Gov. David Ige, right, shook hands with state Rep. Aaron Johanson before signing into law House Bill 209 during a news conference Monday at the state Capitol.

Gov. David Ige approved a new law Monday that increases income tax rates for the state’s wealthiest residents while also creating a new state earned income tax credit to ease the state tax burden on some of Hawaii’s poorest working families.

Act 107 also made permanent a temporary state tax credit that is designed to offset some of the state excise taxes that lower-income residents pay on their food purchases.

In all, the state treasury will gain about $20 million to $40 million a year from the new law because the extra income tax on wealthier residents will bring in more money than the tax credits will cost the state in lost revenue, according to House Finance Chairwoman Sylvia Luke.

A spokeswoman for the Department of Taxation said the state expects to collect an extra $51 million in 2018 from the tax increase on high-income residents but will forgo $16.7 million because of the new earned income tax credit.

The state will give up another $6.5 million next year because of the now-permanent refundable tax credit aimed at easing food costs for low-income residents, according to the spokeswoman.

State Rep.

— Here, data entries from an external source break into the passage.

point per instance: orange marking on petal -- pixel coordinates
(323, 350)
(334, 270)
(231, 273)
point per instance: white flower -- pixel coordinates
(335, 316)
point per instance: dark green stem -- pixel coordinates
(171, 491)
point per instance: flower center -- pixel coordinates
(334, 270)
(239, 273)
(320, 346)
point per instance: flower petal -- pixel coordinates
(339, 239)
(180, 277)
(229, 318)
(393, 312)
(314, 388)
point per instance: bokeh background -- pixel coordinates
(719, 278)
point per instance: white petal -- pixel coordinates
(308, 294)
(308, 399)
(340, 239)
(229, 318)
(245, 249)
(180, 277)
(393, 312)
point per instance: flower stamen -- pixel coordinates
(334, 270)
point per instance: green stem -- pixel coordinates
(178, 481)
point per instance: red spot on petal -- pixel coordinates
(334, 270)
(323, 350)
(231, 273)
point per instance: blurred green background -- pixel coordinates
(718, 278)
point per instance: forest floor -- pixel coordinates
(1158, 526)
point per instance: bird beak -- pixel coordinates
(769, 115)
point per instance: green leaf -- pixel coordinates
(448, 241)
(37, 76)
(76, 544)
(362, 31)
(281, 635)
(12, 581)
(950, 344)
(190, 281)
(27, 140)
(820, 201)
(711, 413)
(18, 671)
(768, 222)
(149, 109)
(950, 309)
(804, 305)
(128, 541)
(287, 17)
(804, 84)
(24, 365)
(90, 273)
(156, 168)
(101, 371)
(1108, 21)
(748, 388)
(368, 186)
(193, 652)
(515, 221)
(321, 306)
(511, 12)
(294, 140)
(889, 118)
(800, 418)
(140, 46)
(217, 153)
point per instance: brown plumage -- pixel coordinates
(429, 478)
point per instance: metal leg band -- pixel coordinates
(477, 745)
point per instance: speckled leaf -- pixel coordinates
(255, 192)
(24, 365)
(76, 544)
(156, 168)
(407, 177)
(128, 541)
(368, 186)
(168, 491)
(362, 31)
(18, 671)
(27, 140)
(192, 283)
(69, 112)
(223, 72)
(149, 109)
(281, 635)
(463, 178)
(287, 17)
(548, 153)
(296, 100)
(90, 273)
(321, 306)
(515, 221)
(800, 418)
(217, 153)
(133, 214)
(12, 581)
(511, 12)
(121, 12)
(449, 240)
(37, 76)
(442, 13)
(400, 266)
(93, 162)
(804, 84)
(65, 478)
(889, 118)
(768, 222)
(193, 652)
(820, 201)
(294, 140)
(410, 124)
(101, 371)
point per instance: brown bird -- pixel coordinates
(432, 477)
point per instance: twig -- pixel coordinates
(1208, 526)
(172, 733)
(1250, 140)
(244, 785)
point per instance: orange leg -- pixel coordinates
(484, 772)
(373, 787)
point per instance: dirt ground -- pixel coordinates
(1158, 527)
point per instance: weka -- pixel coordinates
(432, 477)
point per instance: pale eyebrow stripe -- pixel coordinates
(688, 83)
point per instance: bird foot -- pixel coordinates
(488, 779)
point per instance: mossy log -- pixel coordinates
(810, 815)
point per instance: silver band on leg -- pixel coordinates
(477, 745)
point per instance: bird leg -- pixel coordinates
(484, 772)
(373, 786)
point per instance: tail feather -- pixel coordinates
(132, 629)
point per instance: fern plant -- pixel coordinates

Aaron Johanson, who introduced House Bill 209, said the earned income credit will provide new tax relief worth about $130 million over the next six years to Hawaii’s poor and working families.

Critics have said Hawaii’s tax structure weighs heavily on the poor because so much of the state’s tax collections come from the general excise tax, which is imposed on basic necessities such as food and rent. The excise tax accounts for nearly half of all state general treasury revenue.

Ige cited statistics showing that the lowest-income households pay about 13 percent of their incomes on state and local taxes, while the wealthiest households pay less than 8 percent.

“We know that the general excise tax does take a bigger portion of (the incomes of) those who can least afford it and is probably not the best thing to do, and so we do look toward trying to find ways that we can balance that, and seek more income for the state government from those who can afford to pay more,” Ige said. “House Bill 209 does exactly that.”

Johanson (D, Fort Shafter-­Moanalua Gardens-Aiea) called the new law “a big win and a big victory for Hawaii’s working class.”

He said the bill is also something he can offer up to one of his constituents, an exasperated 40-year-old single mother named Marchell Tugadi who met Johanson when he was first running for office. Tugadi described her struggle to support her family and asked what Johanson would do to help her.

“It was stunning and awkward because I didn’t have a very good answer at the time,” Johanson said. With the passage of HB 209, “this is a win not just for that constituent, but it’s an answer that many of us can now give to the people that we do care about from a policy perspective, that there’s meaningful change occurring at the Legislature that will meaningfully impact their lives for the better.”

A state earned income tax credit for Hawaii has been proposed for years by advocates for the poor. The federal government already provides an earned income credit, and 26 other states as well as the District of Columbia provide their own versions of the credit.

The new Hawaii credit will give households back 20 percent of what they are owed from the federal earned income tax credit and can be used to offset any tax liability.

For example, a married couple with three children earning a combined income of $40,000 would owe $1,261 in state income taxes, according to the HI Tax Fairness Coalition. The 20 percent credit would reduce that tax liability by $568.

The bill won support from a variety of organizations including the Hawaii Democratic Party, the Hawaii Appleseed Center for Law &Economic Justice, YWCA Oahu and Unite Here Local 5, which represents about 11,000 hotel, health care and food service workers.

However, the portion of the bill to increase income tax rates for the wealthiest households in Hawaii was more controversial and was opposed by both the Chamber of Commerce Hawaii and the Hawaii Association of Realtors.

The Tax Foundation of Hawaii remarked that the higher tax rates for high-income residents would “create an image that Hawaii is a poor place to live, work and invest, underscoring the poor business climate.”

A spokeswoman for the tax department said the new law raises the individual income tax rates for single filers making over $150,000 and joint filers making over $300,000, which is the top 1.2 percent of resident tax filers in Hawaii.

For example, under the new tax rates for wealthier taxpayers, a family of four filing jointly with an income of $500,000 would see its state individual income tax liability increase by $4,000, according to the tax department.

Tugadi, the Aiea resident who pressed Johanson years ago to do something to help her to support her family, said she was “flabbergasted” when Johanson nicknamed the new law “Marchell’s Bill.”

“I didn’t realize me voicing my opinion, that it would come out to this,” said Tugadi, who works for the Hawaii Protective Association. “I hope it does work out, and I hope it does help parents who really need the help, single parents or families in general.”

She added, “For parents like me who have to work full-time jobs and take care of a family, it’s hard.”